Kathy Iberle attempts to describe the dynamics, see and click on the ratio article in whatever form you like.

Here’s what I think: If you’re not spending at least 20% of the project’s activities on preventing, detecting, and fixing problems, you’re not spending enough time on quality, no matter what your market says. Now, there are several ways to do that:

  • you can inspect designs and code
  • you can walk through designs and code
  • you can develop tests for the product
  • you can measure a whole bunch of things, such as the fault feedback ratio and the cost to fix a defect throughout the project, and take actions to see where you are.The problem is the best time and resources spent on software quality are *developer* time and resources. Testing time and resources are a good way to manage release risk, but they are not a proactive approach. System testing is a reactive approach, and reactive approaches always take longer and cost more.
  • Thursday, February 20, 2003

    When is a good time to call?

    If you’re like me, you work with people all over the world, never mind all over the country. I generally ask, “When is a good time to call?” before I call someone. However, some people don’t remember to ask. Or, they may remember to ask, but then forget to think about the time when they pick up the phone.

    This morning, I was abruptly awoken when someone called me at 5am local time. It was 8am their time.

    They were right to call. We could not have handled the problem over email. However, they still had to wait until my brain caught up with my voice. Thank goodness we don’t have video phones.
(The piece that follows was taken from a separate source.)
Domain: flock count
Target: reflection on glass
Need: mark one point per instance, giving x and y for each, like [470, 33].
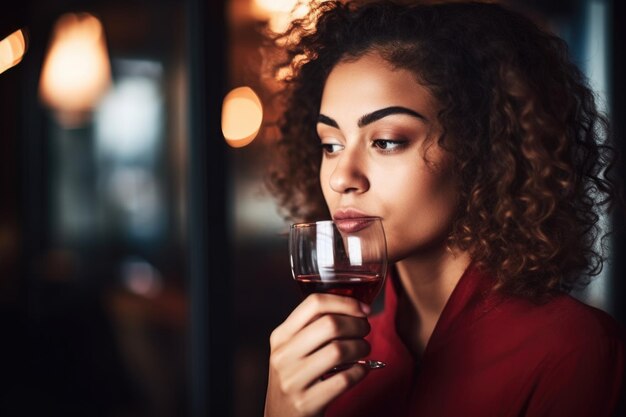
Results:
[128, 135]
    The phone has substantive bandwidth to discuss complex problems. So use it. Just remember to ask what time is good to call :-)

    Tuesday, February 18, 2003

    If we’re knowledge workers, what’s wrong with the delete key?
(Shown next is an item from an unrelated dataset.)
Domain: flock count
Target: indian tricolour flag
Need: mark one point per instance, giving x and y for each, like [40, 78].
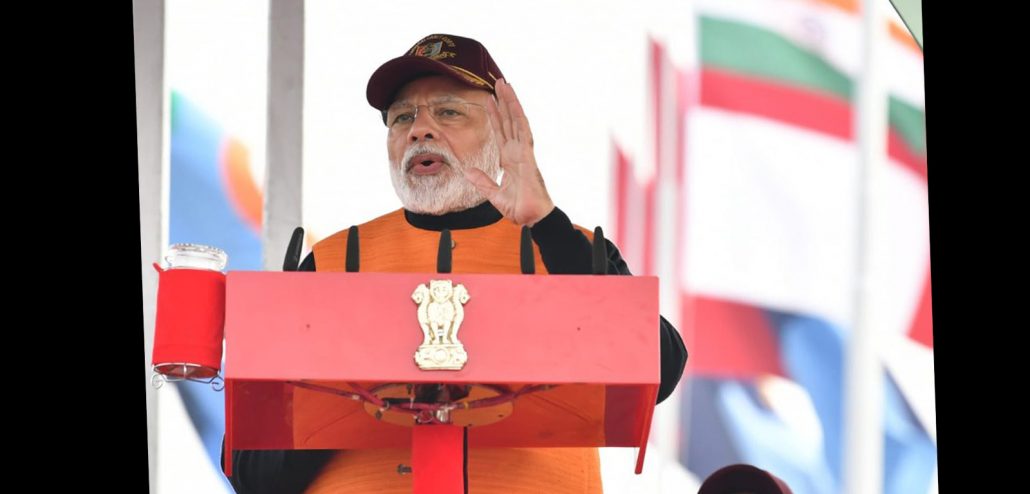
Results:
[769, 243]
    Many companies have automated spam filters. This is a Good Thing. However, they look for certain words that have been co-opted by the pornography industry, such as Xtreme Programming (XP) and a cum laude notation on a degree.

    It’s not a bad thing to look for spam and remove it. It is a bad thing to avoid references to extreme programming — we can learn a lot by adapting, if not adopting XP practices. And, it’s stupid to avoid potential hires who have managed to keep their GPA high.

    Maybe it’s time to let the knowledge workers remove their own spam. Just a thought.